A imagem resulta da sobreposição de uma fotografia de células estaminais, obtida num microscópio confocal, com um mapa bidimensional da distribuição espacial de componentes lipídicos na célula central. O mapa é obtido no mesmo microscópio, utilizando a técnica designada por microscopia confocal de Raman, que regista um espectro em cada pixel da área selecionada na amostra (o quadrado central). Foi criado um mapeamento de Raman, usando os valores de intensidade da banda da vibração de elongação C-H das moléculas de lípidos, que são representados numa escala de gradiente de cor do vermelho-escuro ao amarelo (com o aumento de intensidade). A transparência da imagem de Raman (sobreposta sobre a imagem ótica) mostra que a distribuição dos componentes lipídicos acompanha a morfologia da célula estaminal analisada. Temos assim uma representação visual de uma informação adicional que dá uma nova dimensão à imagem ótica, entre o mundo das células e o mundo dos dados científicos.
Helena Isabel Nogueira, João A. Rodrigues
Universidade de Aveiro
A ciência e a arte são frequentemente vistas em separado, de um lado os factos e a objetividade, do outro a subjetividade do artista. No entanto, estas duas áreas coexistem e interligam- se, ambas procurando responder aos mistérios e desafios do nosso mundo. Desde as maiores às mais pequenas coisas.
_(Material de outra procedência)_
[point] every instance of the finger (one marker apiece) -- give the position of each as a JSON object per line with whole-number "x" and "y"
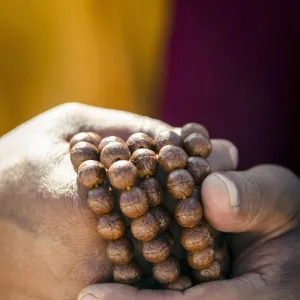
{"x": 263, "y": 199}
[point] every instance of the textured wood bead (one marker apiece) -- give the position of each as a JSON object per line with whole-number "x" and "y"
{"x": 180, "y": 284}
{"x": 113, "y": 152}
{"x": 81, "y": 152}
{"x": 156, "y": 250}
{"x": 200, "y": 259}
{"x": 167, "y": 271}
{"x": 127, "y": 274}
{"x": 120, "y": 251}
{"x": 213, "y": 272}
{"x": 188, "y": 212}
{"x": 190, "y": 128}
{"x": 111, "y": 226}
{"x": 198, "y": 144}
{"x": 163, "y": 218}
{"x": 196, "y": 238}
{"x": 91, "y": 173}
{"x": 180, "y": 183}
{"x": 89, "y": 137}
{"x": 145, "y": 161}
{"x": 153, "y": 190}
{"x": 101, "y": 200}
{"x": 122, "y": 174}
{"x": 167, "y": 138}
{"x": 145, "y": 228}
{"x": 172, "y": 157}
{"x": 133, "y": 203}
{"x": 108, "y": 140}
{"x": 198, "y": 167}
{"x": 140, "y": 140}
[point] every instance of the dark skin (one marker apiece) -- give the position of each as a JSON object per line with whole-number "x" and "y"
{"x": 50, "y": 248}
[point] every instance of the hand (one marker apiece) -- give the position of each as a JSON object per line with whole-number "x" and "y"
{"x": 49, "y": 245}
{"x": 261, "y": 207}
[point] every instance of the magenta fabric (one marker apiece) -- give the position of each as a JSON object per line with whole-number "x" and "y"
{"x": 233, "y": 66}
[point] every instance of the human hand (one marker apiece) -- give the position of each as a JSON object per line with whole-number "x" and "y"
{"x": 50, "y": 248}
{"x": 261, "y": 209}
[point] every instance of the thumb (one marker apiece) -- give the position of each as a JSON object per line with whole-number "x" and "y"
{"x": 263, "y": 199}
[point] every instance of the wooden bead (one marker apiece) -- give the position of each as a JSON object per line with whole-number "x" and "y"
{"x": 180, "y": 183}
{"x": 190, "y": 128}
{"x": 91, "y": 173}
{"x": 122, "y": 174}
{"x": 188, "y": 212}
{"x": 133, "y": 203}
{"x": 196, "y": 238}
{"x": 213, "y": 272}
{"x": 198, "y": 167}
{"x": 153, "y": 190}
{"x": 113, "y": 152}
{"x": 167, "y": 271}
{"x": 172, "y": 157}
{"x": 167, "y": 138}
{"x": 89, "y": 137}
{"x": 81, "y": 152}
{"x": 145, "y": 161}
{"x": 140, "y": 140}
{"x": 111, "y": 226}
{"x": 127, "y": 274}
{"x": 180, "y": 284}
{"x": 101, "y": 200}
{"x": 108, "y": 140}
{"x": 163, "y": 218}
{"x": 197, "y": 144}
{"x": 200, "y": 259}
{"x": 156, "y": 250}
{"x": 120, "y": 251}
{"x": 145, "y": 228}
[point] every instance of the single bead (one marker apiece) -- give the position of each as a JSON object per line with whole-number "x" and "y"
{"x": 153, "y": 190}
{"x": 213, "y": 272}
{"x": 190, "y": 128}
{"x": 188, "y": 212}
{"x": 180, "y": 183}
{"x": 127, "y": 274}
{"x": 145, "y": 228}
{"x": 156, "y": 250}
{"x": 196, "y": 238}
{"x": 172, "y": 157}
{"x": 81, "y": 152}
{"x": 120, "y": 251}
{"x": 163, "y": 218}
{"x": 140, "y": 140}
{"x": 111, "y": 226}
{"x": 200, "y": 259}
{"x": 167, "y": 138}
{"x": 167, "y": 271}
{"x": 197, "y": 144}
{"x": 122, "y": 174}
{"x": 180, "y": 284}
{"x": 198, "y": 167}
{"x": 91, "y": 173}
{"x": 113, "y": 152}
{"x": 133, "y": 203}
{"x": 145, "y": 161}
{"x": 101, "y": 200}
{"x": 89, "y": 137}
{"x": 110, "y": 139}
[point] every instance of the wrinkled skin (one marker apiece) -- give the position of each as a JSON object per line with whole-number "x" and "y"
{"x": 49, "y": 245}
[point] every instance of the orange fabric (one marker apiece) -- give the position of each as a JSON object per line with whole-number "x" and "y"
{"x": 104, "y": 53}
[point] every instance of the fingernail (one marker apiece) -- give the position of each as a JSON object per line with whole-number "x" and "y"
{"x": 88, "y": 297}
{"x": 231, "y": 190}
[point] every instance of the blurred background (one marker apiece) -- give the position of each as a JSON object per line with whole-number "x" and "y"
{"x": 231, "y": 65}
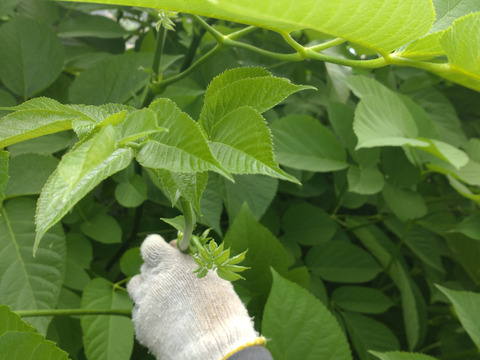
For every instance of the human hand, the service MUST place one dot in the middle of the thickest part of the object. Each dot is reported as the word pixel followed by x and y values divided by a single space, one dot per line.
pixel 179 316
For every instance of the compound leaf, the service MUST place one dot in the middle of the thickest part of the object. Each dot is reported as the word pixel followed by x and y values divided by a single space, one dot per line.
pixel 300 326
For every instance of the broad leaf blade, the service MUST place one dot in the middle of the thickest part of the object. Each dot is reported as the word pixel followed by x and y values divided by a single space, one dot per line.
pixel 106 336
pixel 376 24
pixel 241 142
pixel 31 57
pixel 32 282
pixel 300 326
pixel 59 196
pixel 302 143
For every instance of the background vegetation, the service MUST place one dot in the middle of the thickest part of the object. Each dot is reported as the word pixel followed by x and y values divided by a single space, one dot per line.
pixel 378 249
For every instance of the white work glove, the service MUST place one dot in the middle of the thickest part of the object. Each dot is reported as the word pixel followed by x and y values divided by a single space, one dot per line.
pixel 181 317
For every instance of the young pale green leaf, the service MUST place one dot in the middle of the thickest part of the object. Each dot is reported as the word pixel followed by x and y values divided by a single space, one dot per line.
pixel 405 203
pixel 361 299
pixel 376 24
pixel 37 117
pixel 466 306
pixel 303 143
pixel 29 172
pixel 138 124
pixel 183 148
pixel 375 241
pixel 259 93
pixel 131 193
pixel 470 227
pixel 448 10
pixel 91 26
pixel 29 345
pixel 59 196
pixel 189 185
pixel 9 321
pixel 399 355
pixel 31 58
pixel 462 46
pixel 293 336
pixel 4 177
pixel 264 250
pixel 369 334
pixel 114 80
pixel 366 181
pixel 106 337
pixel 33 282
pixel 103 228
pixel 306 224
pixel 340 261
pixel 257 191
pixel 241 141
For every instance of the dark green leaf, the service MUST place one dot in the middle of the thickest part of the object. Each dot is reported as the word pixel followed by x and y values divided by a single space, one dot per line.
pixel 300 326
pixel 307 224
pixel 31 57
pixel 361 299
pixel 106 336
pixel 301 142
pixel 340 261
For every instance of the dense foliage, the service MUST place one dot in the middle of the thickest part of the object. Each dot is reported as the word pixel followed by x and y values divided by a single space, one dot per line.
pixel 343 155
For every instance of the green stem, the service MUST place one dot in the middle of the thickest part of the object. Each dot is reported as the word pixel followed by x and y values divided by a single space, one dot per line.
pixel 58 312
pixel 189 217
pixel 159 45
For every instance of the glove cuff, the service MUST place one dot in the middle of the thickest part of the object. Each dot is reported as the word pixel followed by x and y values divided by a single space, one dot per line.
pixel 260 341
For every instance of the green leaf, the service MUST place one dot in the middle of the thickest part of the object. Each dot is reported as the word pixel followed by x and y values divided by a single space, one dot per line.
pixel 131 193
pixel 9 321
pixel 307 224
pixel 29 172
pixel 367 181
pixel 79 256
pixel 103 228
pixel 29 345
pixel 302 143
pixel 131 261
pixel 37 117
pixel 397 355
pixel 189 185
pixel 138 124
pixel 300 326
pixel 115 79
pixel 257 191
pixel 183 148
pixel 241 141
pixel 264 250
pixel 383 26
pixel 369 334
pixel 106 336
pixel 464 63
pixel 59 196
pixel 361 299
pixel 91 26
pixel 240 87
pixel 405 203
pixel 375 241
pixel 470 227
pixel 340 261
pixel 32 282
pixel 31 57
pixel 466 306
pixel 4 177
pixel 449 10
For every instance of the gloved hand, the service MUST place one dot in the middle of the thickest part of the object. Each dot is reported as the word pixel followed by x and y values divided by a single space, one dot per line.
pixel 179 316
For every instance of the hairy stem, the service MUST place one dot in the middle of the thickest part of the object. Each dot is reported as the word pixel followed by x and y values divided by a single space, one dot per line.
pixel 59 312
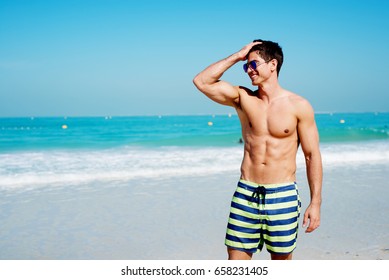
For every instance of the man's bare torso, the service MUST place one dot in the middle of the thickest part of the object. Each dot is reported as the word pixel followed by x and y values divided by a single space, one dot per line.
pixel 269 130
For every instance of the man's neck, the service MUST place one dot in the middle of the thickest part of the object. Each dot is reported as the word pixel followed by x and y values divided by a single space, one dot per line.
pixel 269 91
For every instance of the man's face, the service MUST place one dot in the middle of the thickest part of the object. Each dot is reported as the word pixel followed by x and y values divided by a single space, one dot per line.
pixel 257 68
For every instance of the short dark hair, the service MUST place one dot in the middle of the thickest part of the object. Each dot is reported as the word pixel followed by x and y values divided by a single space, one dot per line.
pixel 269 50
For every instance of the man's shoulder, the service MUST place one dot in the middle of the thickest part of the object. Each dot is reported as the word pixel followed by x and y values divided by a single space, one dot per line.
pixel 297 100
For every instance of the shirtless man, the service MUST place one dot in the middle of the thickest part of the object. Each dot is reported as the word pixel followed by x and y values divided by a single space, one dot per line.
pixel 265 207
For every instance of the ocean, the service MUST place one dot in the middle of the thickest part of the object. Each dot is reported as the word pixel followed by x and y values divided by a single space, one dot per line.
pixel 46 152
pixel 159 187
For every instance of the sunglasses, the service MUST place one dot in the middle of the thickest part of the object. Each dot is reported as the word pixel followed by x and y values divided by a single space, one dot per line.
pixel 253 65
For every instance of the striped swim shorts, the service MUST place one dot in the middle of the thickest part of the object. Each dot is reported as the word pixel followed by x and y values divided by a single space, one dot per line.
pixel 264 214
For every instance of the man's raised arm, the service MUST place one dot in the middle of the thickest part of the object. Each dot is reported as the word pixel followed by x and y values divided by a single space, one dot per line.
pixel 208 81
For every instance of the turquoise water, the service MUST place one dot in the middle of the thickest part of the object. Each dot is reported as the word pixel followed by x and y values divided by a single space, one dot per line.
pixel 90 151
pixel 20 134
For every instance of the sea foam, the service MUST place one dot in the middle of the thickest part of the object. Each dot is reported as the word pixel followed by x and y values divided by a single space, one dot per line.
pixel 61 168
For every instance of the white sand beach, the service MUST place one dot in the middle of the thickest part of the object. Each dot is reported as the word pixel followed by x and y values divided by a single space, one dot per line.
pixel 185 218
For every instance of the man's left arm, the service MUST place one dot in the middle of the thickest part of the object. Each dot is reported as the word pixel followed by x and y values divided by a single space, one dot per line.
pixel 309 139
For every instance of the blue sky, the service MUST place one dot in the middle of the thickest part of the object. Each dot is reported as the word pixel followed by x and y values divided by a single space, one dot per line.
pixel 86 58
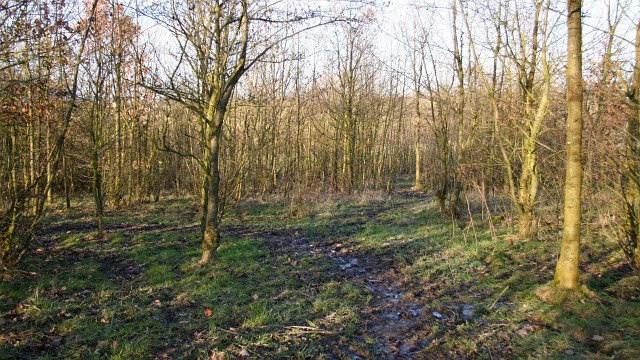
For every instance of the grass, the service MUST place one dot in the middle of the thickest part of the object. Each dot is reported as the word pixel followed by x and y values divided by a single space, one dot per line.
pixel 274 289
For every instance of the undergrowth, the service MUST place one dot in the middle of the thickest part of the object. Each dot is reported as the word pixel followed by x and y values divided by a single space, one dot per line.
pixel 270 294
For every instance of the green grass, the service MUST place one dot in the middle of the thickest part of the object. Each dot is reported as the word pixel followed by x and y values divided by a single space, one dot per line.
pixel 137 293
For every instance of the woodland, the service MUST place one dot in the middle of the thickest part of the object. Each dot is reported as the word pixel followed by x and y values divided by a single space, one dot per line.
pixel 354 179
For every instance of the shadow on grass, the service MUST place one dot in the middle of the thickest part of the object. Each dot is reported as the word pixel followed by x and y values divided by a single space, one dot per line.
pixel 370 276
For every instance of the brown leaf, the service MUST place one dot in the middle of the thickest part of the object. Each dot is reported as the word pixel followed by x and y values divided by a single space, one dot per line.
pixel 244 353
pixel 217 355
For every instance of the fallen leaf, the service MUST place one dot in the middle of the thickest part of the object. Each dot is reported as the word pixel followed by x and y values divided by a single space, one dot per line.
pixel 244 353
pixel 217 355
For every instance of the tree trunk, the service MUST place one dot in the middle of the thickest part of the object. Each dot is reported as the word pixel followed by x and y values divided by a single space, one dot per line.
pixel 566 276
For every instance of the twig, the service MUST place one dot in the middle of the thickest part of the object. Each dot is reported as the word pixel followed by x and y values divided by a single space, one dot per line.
pixel 498 298
pixel 305 329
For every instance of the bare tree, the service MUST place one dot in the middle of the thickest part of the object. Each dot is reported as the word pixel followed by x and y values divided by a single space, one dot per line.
pixel 567 269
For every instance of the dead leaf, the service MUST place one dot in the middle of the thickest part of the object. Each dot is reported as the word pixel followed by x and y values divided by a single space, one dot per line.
pixel 244 353
pixel 217 355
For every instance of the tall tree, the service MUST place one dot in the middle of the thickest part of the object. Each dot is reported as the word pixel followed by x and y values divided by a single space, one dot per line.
pixel 217 43
pixel 566 275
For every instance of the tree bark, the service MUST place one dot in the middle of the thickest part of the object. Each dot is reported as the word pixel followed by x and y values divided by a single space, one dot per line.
pixel 566 276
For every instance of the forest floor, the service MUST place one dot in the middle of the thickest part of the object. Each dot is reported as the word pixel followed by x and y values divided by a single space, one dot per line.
pixel 369 276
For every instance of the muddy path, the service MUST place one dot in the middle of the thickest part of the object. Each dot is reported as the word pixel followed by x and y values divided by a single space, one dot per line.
pixel 405 318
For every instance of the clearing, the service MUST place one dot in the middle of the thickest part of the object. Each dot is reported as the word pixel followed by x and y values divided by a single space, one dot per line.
pixel 369 276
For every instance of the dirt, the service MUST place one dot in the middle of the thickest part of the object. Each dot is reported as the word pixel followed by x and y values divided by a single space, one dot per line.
pixel 400 322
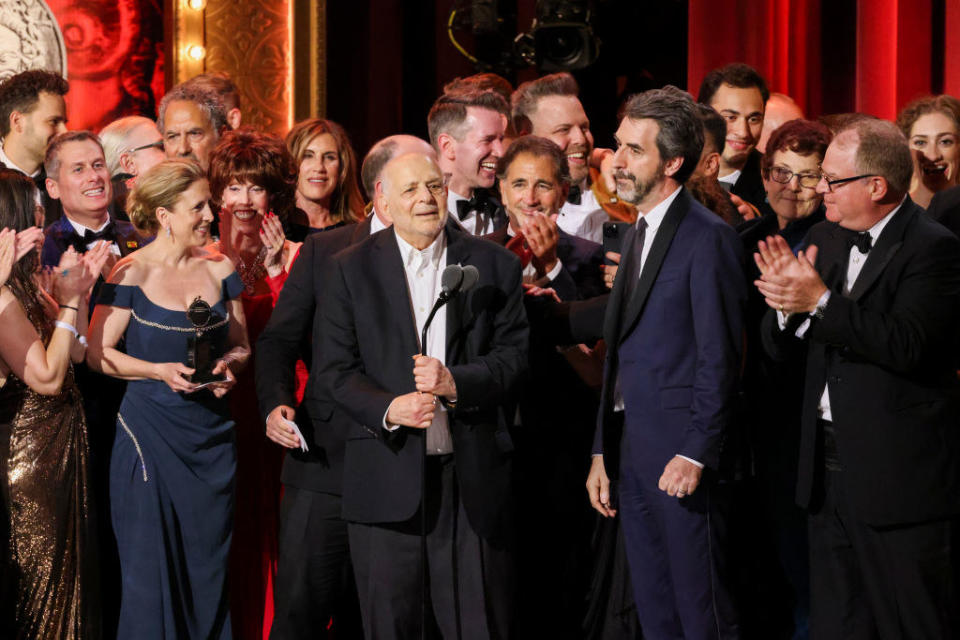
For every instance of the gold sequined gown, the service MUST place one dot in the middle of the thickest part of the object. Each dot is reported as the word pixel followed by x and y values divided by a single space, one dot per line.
pixel 49 587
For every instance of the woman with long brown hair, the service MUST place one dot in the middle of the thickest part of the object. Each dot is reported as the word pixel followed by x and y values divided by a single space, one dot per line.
pixel 328 195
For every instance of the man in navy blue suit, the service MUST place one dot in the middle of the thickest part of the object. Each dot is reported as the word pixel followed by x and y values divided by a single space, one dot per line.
pixel 673 329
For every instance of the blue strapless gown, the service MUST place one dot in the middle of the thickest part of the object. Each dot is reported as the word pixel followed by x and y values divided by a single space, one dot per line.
pixel 171 483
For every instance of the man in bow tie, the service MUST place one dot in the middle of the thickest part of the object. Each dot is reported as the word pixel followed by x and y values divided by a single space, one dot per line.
pixel 467 128
pixel 875 301
pixel 77 176
pixel 550 107
pixel 32 111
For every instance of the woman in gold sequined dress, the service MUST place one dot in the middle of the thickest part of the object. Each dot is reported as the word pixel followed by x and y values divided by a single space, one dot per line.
pixel 48 562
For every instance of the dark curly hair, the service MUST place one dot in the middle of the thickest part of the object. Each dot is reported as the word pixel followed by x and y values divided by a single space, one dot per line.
pixel 803 137
pixel 246 155
pixel 22 92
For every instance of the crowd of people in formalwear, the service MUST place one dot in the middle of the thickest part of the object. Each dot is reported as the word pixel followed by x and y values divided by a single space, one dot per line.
pixel 238 399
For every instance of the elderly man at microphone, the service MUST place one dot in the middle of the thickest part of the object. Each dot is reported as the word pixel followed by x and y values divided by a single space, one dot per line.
pixel 427 468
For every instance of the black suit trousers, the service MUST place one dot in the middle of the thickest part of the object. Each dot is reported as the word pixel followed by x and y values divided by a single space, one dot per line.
pixel 879 583
pixel 470 582
pixel 314 578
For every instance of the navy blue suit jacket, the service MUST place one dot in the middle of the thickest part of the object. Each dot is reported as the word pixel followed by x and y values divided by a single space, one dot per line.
pixel 676 344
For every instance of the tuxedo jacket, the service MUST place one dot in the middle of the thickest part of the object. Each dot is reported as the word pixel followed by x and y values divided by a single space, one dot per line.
pixel 675 345
pixel 367 340
pixel 749 185
pixel 887 349
pixel 60 235
pixel 581 275
pixel 287 338
pixel 945 208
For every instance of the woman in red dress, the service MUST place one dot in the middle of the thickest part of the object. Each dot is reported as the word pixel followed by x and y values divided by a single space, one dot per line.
pixel 252 181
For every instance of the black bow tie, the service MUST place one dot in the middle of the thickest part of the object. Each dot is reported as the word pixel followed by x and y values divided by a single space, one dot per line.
pixel 81 242
pixel 480 202
pixel 861 240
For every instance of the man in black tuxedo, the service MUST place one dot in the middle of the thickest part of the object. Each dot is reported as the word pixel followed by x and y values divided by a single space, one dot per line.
pixel 532 197
pixel 32 111
pixel 553 423
pixel 429 426
pixel 314 580
pixel 738 93
pixel 78 179
pixel 467 129
pixel 875 300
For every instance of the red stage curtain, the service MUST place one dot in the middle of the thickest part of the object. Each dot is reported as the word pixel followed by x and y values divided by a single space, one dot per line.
pixel 780 38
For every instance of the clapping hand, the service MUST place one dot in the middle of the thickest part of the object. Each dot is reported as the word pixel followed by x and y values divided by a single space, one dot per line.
pixel 273 238
pixel 789 284
pixel 77 273
pixel 540 232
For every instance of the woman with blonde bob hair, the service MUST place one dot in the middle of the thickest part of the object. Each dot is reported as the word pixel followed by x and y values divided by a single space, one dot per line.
pixel 328 195
pixel 932 127
pixel 175 305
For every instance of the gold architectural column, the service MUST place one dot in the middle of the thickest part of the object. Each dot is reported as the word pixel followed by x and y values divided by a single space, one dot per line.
pixel 274 50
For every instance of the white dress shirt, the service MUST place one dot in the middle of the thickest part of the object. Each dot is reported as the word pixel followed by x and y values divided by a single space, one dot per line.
pixel 80 229
pixel 423 269
pixel 584 220
pixel 854 267
pixel 469 223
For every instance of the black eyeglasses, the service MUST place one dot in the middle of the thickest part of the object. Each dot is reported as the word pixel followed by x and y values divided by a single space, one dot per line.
pixel 153 145
pixel 784 176
pixel 843 181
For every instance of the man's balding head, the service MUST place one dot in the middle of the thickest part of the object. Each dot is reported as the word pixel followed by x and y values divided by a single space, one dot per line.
pixel 385 150
pixel 414 198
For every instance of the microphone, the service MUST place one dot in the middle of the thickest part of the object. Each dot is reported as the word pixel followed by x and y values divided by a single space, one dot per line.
pixel 453 281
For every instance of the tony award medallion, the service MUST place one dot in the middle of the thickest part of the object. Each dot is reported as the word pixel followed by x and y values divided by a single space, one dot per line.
pixel 202 350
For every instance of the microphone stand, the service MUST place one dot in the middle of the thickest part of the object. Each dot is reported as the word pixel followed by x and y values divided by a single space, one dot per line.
pixel 444 297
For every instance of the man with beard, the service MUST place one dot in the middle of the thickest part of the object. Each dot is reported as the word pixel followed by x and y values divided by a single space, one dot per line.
pixel 739 94
pixel 673 328
pixel 467 130
pixel 191 120
pixel 32 111
pixel 549 107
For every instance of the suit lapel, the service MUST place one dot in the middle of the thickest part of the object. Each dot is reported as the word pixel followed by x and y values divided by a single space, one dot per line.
pixel 388 264
pixel 890 240
pixel 661 244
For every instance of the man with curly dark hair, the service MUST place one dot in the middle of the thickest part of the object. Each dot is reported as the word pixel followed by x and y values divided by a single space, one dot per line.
pixel 32 111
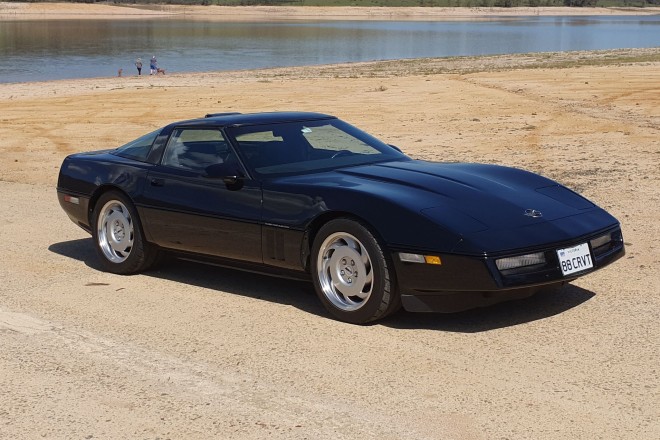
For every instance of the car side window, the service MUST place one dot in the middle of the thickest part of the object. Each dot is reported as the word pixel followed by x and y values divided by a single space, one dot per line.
pixel 195 149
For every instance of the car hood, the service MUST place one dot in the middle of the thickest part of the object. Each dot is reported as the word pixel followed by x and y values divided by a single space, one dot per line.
pixel 487 196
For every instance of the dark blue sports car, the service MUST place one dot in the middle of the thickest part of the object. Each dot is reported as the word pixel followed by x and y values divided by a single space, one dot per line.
pixel 308 195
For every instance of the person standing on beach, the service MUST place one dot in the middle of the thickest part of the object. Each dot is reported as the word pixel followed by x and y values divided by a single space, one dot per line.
pixel 153 65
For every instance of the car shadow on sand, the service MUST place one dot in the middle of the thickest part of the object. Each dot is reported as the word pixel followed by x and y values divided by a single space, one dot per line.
pixel 300 294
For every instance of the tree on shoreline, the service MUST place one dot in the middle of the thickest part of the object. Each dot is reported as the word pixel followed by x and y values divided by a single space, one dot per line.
pixel 382 3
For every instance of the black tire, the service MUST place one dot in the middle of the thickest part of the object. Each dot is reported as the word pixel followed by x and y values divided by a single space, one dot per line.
pixel 351 274
pixel 118 236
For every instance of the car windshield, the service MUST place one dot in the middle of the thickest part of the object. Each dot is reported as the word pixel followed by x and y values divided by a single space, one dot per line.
pixel 139 148
pixel 308 146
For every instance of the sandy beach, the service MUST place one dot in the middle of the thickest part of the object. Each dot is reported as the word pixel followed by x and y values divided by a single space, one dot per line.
pixel 196 352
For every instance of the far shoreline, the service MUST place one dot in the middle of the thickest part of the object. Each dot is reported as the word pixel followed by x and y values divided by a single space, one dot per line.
pixel 93 11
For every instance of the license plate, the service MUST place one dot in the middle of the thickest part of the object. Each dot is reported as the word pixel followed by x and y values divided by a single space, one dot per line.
pixel 575 259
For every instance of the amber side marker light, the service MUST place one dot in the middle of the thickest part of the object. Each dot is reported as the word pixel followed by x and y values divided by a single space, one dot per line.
pixel 417 258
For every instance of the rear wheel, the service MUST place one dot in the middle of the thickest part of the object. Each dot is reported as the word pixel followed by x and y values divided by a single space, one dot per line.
pixel 351 274
pixel 118 235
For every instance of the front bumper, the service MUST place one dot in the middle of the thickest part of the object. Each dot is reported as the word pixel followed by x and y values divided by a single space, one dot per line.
pixel 462 280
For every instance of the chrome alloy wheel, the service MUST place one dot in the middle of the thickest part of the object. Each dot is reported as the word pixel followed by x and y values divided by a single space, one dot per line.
pixel 345 271
pixel 115 231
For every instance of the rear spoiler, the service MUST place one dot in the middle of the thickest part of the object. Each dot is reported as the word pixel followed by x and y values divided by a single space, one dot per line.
pixel 213 115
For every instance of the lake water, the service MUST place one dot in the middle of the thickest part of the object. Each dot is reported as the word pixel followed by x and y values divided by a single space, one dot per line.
pixel 45 50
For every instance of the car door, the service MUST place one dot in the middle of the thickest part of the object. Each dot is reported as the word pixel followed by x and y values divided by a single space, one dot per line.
pixel 186 210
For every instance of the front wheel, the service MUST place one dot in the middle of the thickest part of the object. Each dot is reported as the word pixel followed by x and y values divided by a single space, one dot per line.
pixel 351 274
pixel 118 237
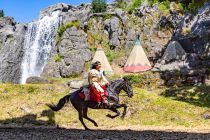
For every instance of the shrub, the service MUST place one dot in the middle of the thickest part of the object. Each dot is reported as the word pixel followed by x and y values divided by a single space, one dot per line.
pixel 99 6
pixel 135 4
pixel 1 13
pixel 58 58
pixel 121 4
pixel 164 6
pixel 151 2
pixel 193 6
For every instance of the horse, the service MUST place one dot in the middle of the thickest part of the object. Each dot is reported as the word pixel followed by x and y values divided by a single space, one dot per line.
pixel 112 94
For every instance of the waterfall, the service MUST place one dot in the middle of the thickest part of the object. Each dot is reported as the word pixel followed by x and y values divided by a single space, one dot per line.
pixel 38 43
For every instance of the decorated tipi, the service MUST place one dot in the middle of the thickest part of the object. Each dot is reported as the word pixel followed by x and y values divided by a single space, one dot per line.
pixel 137 61
pixel 100 56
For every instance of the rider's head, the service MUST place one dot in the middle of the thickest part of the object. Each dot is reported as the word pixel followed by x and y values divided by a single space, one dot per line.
pixel 96 65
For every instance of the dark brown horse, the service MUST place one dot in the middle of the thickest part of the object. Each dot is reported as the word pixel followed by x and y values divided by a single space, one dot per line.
pixel 113 91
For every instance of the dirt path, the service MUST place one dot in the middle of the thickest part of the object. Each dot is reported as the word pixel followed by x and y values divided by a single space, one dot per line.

Pode perguntar-se: a que mistério responde esta imagem? Talvez à realidade das células e aos dados de microscopia. Mas e se a questão for o que ela nos faz sentir? Será possível manter neutralidade perante uma fração da imensidão do mundo celular? Terá a sua criação servido apenas a objetividade?
Há também subjetividade: escolhas de forma, cor, composição e intenção. O processo de partilha científica aproxima-se, assim, do ato criativo. A imagem conta uma história, do resultado final ao percurso de investigação que a originou. É um encontro entre células e dados, mas também entre o cientista e a realidade microscópica, onde ciência e arte se cruzam.